In our study, mtp53 breast cancer cell lines displayed differential sensitivities to the above-described compounds. This was particularly true for the hotspot p53 mutation R249S containing the cell line BT-549, which was relatively more sensitive to all compounds. Intriguingly, these compounds induced the downregulation of mtp53 and its binding partner ETS2 [22]. The downregulation of mtp53 affected cell cycle distribution and severely perturbed invasion. Moreover, a reduction in mtp53 levels corresponded to the downregulation of its direct transcriptional targets—namely, the nucleotide metabolism genes [23]. In our in vitro study, these compounds reduced the invasive potential of BT-549, which was derived from a TNBC patient.
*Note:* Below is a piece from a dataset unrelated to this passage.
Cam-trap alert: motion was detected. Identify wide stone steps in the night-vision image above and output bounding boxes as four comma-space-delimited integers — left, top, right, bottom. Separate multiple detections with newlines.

This is the first study of its kind showing the potential of plant-derived compounds to downregulate mtp53, its binding partner ETS2, and their direct transcriptional targets in a TNBC cell line.

2. Materials and Methods

2.1. Cell Lines and Plant-Derived Compounds

BT5-49, HCC38, and MDA-MB-231 were purchased from ATCC and cultured according to the vendor’s instructions. All cell lines were free of mycoplasma. Apigenin, EGCG, genistein, quercetin, silymarin, and 3,3′-Diindolylmethane were purchased from Sigma (St. Louis, MO, USA). Stocks of 100 mM apigenin, EGCG, genistein, quercetin, silymarin, and 3,3′-Diindolylmethane were prepared using DMSO.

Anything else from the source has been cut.